Table 3.
Summary of in vivo studies and their characteristics in the context of nut consumption and type 2 diabetes (T2D)-related outcomes.
| First Author (Year) [Reference] | Nut (Study Length) | Animal Model Used | Control | Intervention | Glucose and Insulin Metabolism Effects | Other Outcomes |
|---|---|---|---|---|---|---|
| Bilbis, L.S.; et al. (2002) [25] | Aqueous extract of peanut (21 days) | Alloxan-induced diabetic rats (n = 12) and non-diabetic rats (n = 12), divided into 3 equal groups | Non-diabetic with unrestricted standard diet and: (a) water ad libitum; (b) unrestricted access to drinking water and 2 mL of the extract 3 times/day; or (c) free access to the extract as the only drinking water. | Diabetic controls: treated as (a), (b) or (c) | The extract (alone or plus water) decreased FBG in both normal and alloxan-induced diabetic rats. | Significant decrease in serum TG, TC, HDL-C and LDL-C in both normal and alloxan-induced diabetic rats. |
| Fukuda, T.; et al. (2004) [26] | Polyphenol-rich walnut extract (PWE) (4 weeks) | db/db (n = 15) and C57BL/KsJ-db/db (n = 6) mice | Control db/db mice (n = 8) and C57BL/KsJ-db/+ m mice (n = 6, used for the blank group) were given water. | Experimental db/db mice (n = 7) received oral PWE (200 mg/kg BW) | Significant decrease in the level of urinary 8-hydroxy-2′-deoxyguanosin (in vivo marker of oxidative stress) in PWE-fed mice | Serum TG level was improved after PWE administration |
| Ramesh, B.; et al. (2006) [27] | Peanut oil (42 days) | Normal (n = 12) and STZ-diabetes induced (n = 18) Wistar rats | G1: Normal rats G3: Diabetic rats | G2: Normal rats + peanut oil diet (2%) G4: Diabetic rats + peanut oil diet (2%) G5: Diabetic rats + GLI (600 µg/kg BW) | Diabetic rats fed with peanut oil significantly reduce glucose, HbA1C, and G6Pase and FBP activities | Diabetic rats fed with peanut oil showed a small but significant reduction in TC, VLDL-C, LDL-C and TG and an increase in HDL-C. |
| Vassiliou, E.K.; et al. (2009) [41] | Peanut oil (21 days) | Male KKAy (n = 24) mice | KKA y mice fed with normal diet (11.4% fat) | Diabetic KKAy + HFD. Diabetic KKAy + HFD with peanut oil (0.70 mL/day).
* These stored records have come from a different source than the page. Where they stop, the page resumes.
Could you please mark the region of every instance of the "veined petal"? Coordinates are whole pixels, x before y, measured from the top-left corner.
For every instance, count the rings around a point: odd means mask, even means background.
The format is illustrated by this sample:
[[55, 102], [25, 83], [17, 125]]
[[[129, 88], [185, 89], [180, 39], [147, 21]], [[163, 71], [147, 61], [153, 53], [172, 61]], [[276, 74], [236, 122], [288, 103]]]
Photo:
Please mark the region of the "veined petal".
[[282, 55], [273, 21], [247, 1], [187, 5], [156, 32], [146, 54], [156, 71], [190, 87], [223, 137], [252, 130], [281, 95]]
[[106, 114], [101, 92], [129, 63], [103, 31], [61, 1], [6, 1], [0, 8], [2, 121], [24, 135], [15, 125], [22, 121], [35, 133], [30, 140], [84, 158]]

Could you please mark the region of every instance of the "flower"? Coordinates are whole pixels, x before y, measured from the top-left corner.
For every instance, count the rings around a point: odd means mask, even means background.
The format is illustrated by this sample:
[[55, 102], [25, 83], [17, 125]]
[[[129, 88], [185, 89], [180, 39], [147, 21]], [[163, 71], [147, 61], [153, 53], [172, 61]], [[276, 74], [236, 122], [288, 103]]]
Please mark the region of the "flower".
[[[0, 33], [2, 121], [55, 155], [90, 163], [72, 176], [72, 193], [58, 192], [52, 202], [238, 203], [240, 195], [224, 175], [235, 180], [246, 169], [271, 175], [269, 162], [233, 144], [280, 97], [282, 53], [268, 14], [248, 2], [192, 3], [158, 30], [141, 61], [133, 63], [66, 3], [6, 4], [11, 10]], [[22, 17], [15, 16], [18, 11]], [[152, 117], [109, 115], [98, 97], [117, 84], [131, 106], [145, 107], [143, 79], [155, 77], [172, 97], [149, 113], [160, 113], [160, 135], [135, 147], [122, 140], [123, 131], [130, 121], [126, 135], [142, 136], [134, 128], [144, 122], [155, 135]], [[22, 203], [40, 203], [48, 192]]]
HFD is 58% fat. | Diabetic mice administered peanut oil had lower glucose levels than animals administered HFD alone. | |
| Choi, Y.; et al. (2016) [29] | Walnuts (20 weeks) | Male C57BL/6J mice (≥6 mice/group) | Regular rodent chow | HFD (45% energy-derived) with or without walnuts (21.5% energy-derived) | Glucose and insulin resistance tended to improve with walnut supplementation. | Walnut supplementation did not change the HFD-induced increase in BW or VFM. However, dietary walnuts significantly decreased the amounts of hepatic TG observed in HFD-fed mice. |
| Adewale, O.F.; et al. (2016) [42] | Peanut oil Palm oil (3 weeks) | Normal (n = 12) and alloxan-induced diabetic Wistar rats (n = 36) | Non-diabetic | Diabetic non-supplemented. Diabetic supplemented with PeO or PaO (200 mg/kg/day) | Significant reduction in blood glucose of supplemented groups (PeO + PaO) compared to the diabetic non-supplemented group. | Plasma Vitamins C and E and albumin levels were significantly increased in the supplemented groups versus the diabetic non-supplemented group. |
BW, body weight; FBG, fasting blood glucose; FBP, fructose-1,6-bisphosphatase; G6Pase, glucose 6-phosphatase; GLI, glibenclamide; HDL-C, high-density lipoprotein cholesterol; HFD, high-fat diet; LDL-C, low-density lipoprotein cholesterol; PaO, palm oil; PeO, peanut oil; PWE, polyphenol-rich walnut extract; STZ, streptozotocin; T2D, type 2 diabetes; TC, total cholesterol; TF, tissue factor; TG, triglycerides; VFM, visceral fat mass; VLDL-C, very low-density lipoprotein.